The Last Things I’ll Remember

(Joyce Sutphen)

The partly open hay barn door, white frame around the darkness,
the broken board, small enough for a child
to slip through.

Walking in the cornfields in late July, green tassels overhead,
the slap of flat leaves as we pass, silent
and invisible from any road.

Hollyhocks leaning against the stucco house, peonies heavy
as fruit, drooping their deep heads
on the dog house roof.

Lilac bushes between the lawn and the woods,
a tractor shifting from one gear into
the next, the throttle opened,

the smell of cut hay, rain coming across the river,
the drone of the hammer mill,
milk machines at dawn.

("The Last Things I'll Remember" by Joyce Sutphen from First Words. © Red Dragonfly Press, 2010.)

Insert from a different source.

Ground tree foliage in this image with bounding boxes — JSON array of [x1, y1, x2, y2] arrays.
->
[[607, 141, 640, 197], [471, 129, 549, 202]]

Even though I have spent limited time in farm country, the images in Joyce Sutphen’s evocative poem summon up, in my mind’s eye, a quintessential summer landscape. And the title of the poem intrigues me no less than its content; what if it were in our power to decide what things we’ll remember last, as our lives draw to a close? What would we choose to remember?

The approach of Independence Day engenders a specific memory. July 4th will forever be linked into my mind with my first awareness that we do not live forever. On that day, in 1960, I was a seven-year-old. To celebrate the 4th, my parents had taken me to my favorite restaurant, Hamburger Junction, a diner-type establishment whose attraction was a model railroad that ran from the kitchen and down the entire length of a long counter. Having placed your order, you’d await the arrival, on a flatbed car that would stop right in front of you, of your hamburger. A tiny flag-waving gorilla, hanging out of the back of the caboose car, was the icing-on-the-cake of that dining experience!

Returning home that evening, I busied myself with what ever I tended to do on a summer’s eve at age seven. It was when I heard an unusual and disturbing sound that I went to investigate; it was the sound of my mother weeping. She had just received a phone-call informing her of the sudden death of her own mother, in Virginia, that afternoon. I had never seen either of my parents express that kind of grief and it was bewildering and unsettling, my initiation into knowledge of mortality and irretrievable loss.

William Gibson has written, “Time moves in one direction, memory in another.” The memories we claim, and those that claim us, define us in the end.